Across the world in 2023, the industry connected 11 GW of offshore wind capacity to the grid – a 24 percent year-on-year increase and the sector’s second-best year ever despite headwinds in key markets. In total, 75.2 GW of offshore wind capacity is now in situ. 

Signals from around the world show growing momentum in the sector, with governments pledging to install 380 GW of offshore wind energy capacity by 2030 and 2,000 GW by 2050. In the next 10 years, GWEC forecasts that 410 GW of new capacity will be installed, bringing offshore wind deployment in line with the 2030 target. 

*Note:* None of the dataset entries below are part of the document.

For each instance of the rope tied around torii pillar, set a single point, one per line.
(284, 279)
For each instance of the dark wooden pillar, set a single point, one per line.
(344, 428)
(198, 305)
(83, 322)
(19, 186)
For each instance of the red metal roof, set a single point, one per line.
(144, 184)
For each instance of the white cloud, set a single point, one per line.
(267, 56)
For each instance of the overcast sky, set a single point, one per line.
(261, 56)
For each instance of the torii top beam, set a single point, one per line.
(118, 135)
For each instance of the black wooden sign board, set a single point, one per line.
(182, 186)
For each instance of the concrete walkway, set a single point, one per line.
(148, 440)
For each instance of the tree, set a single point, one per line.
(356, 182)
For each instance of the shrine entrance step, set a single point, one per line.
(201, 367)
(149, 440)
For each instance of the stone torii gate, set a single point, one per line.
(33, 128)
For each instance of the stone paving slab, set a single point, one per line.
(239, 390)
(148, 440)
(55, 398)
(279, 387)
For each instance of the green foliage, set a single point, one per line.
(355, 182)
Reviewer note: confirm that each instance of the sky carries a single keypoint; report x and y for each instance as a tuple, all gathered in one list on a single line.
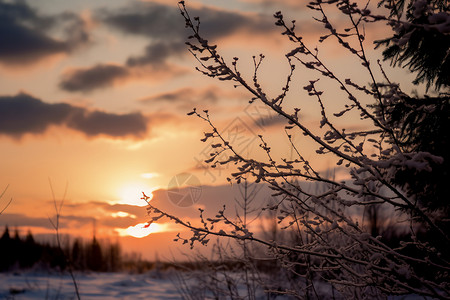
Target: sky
[(94, 97)]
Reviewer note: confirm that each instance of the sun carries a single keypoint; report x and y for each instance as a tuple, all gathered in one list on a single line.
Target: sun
[(131, 193), (141, 230)]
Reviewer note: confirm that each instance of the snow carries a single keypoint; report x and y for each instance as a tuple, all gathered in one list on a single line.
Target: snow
[(91, 286)]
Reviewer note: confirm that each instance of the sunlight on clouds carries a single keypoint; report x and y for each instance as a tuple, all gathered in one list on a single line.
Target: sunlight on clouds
[(141, 230), (149, 175), (131, 193), (122, 214)]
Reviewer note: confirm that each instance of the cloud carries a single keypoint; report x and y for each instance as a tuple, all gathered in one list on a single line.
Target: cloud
[(24, 33), (186, 98), (163, 26), (87, 79), (161, 22), (23, 114)]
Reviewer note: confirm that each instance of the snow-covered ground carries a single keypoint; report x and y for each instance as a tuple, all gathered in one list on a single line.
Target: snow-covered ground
[(91, 286), (151, 286)]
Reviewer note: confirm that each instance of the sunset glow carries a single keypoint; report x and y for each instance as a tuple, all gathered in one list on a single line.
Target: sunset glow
[(141, 230), (97, 99), (131, 194)]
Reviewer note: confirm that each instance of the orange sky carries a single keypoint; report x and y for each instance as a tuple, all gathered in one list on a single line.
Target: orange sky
[(94, 96)]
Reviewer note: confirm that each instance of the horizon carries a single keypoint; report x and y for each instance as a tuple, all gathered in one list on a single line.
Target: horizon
[(94, 104)]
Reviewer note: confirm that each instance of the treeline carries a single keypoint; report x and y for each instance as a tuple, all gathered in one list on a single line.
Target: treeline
[(18, 252)]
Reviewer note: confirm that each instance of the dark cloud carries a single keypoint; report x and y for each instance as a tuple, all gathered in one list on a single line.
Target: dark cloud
[(186, 96), (156, 54), (101, 75), (24, 33), (160, 22), (23, 114), (163, 26), (13, 220)]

The majority of that capacity will come at the turn of the decade, with two-thirds installed between 2029 and 2033. For such a rapid rollout to be realised, the association is calling for greater collaboration between industry and government and the creation of streamlined and effective policy and regulatory frameworks. GWEC has formulated a global growth framework the sector, covering finance, demand and industrial offtake, supply chain, permitting, social consensus, workforce development and grid infrastructure. GWEC’s position is that forecasted growth is at risk if this framework is not implemented. 

Such a framework is all the more important, given that a large amount of capacity will be installed by the ‘next generation’ of offshore wind energy markets, such as Australia, Japan, South Korea, the Philippines, Vietnam, Brazil, Colombia, Ireland and Poland. 

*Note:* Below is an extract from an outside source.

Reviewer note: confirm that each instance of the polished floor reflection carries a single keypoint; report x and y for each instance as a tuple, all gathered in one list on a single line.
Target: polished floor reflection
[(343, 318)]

The report also considers some of the major supply chain challenges that need to be overcome. “While there have been many pieces of encouraging news across the global supply chain, more work is needed to address the practical challenges of size, scale, and installation targets forecast around the world,” said Steven B. Hedlund, president and ceo of Lincoln Electric, a contributor to the report. “Our experience in this industry and others has shown that the keys to unlocking the full capacity of the supply chain are manufacturing process innovation and advanced automation technology, which drive profitable project execution. Equally essential to success is the acquisition and retention of a highly skilled workforce in the trades required to execute these projects.” 

It also painted a slightly more subdued picture of the immediate prospects for floating wind energy. Feng Zhao, chief research officer at GWEC, highlighted that market intelligence shows that the commercialisation of floating wind is unlikely to be achieved until the end of this decade (2029/2030). “We have, therefore, downgraded the global floating wind forecast and predict 8.5 GW to be built globally by 2030, 22 percent lower than last year’s projection.” 

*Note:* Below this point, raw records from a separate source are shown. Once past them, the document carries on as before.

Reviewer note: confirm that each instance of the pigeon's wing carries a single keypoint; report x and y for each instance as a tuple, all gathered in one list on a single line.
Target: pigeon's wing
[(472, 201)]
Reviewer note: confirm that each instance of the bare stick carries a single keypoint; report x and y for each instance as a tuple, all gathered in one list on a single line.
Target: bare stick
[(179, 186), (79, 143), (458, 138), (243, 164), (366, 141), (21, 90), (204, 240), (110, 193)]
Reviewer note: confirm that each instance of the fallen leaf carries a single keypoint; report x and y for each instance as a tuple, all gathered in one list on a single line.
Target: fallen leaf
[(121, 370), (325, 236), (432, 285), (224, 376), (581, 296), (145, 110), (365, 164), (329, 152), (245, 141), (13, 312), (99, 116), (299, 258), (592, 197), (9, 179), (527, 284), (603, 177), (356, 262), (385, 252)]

Ben Backwell, ceo of GWEC, remained bullish on the overall picture, however: “Offshore wind is now so much more than a European, Chinese or American story. In the last year, GWEC has seen rapid progress in new markets where the key drivers for offshore wind are now in place – from government commitments to sustainable economic growth to increased consumer demand and industrial decarbonisation.” 

Rebecca Williams, chief strategy officer – offshore wind at GWEC, said that governments around the world are choosing offshore wind for their people and their economies. “We have reached the point in mature markets where the technology is now proven to have the ability to save households money versus conventional energy sources. 

“This new wave of offshore wind markets are taking notice and making progress of their own, in some cases outgrowing the ‘emerging’ label thanks to strong collaboration between industry and policymakers. It is vital to continue that cooperation, particularly in this year of significant elections around the world, to ensure targets become turbines and more markets develop in the wake of this decade’s expansion.”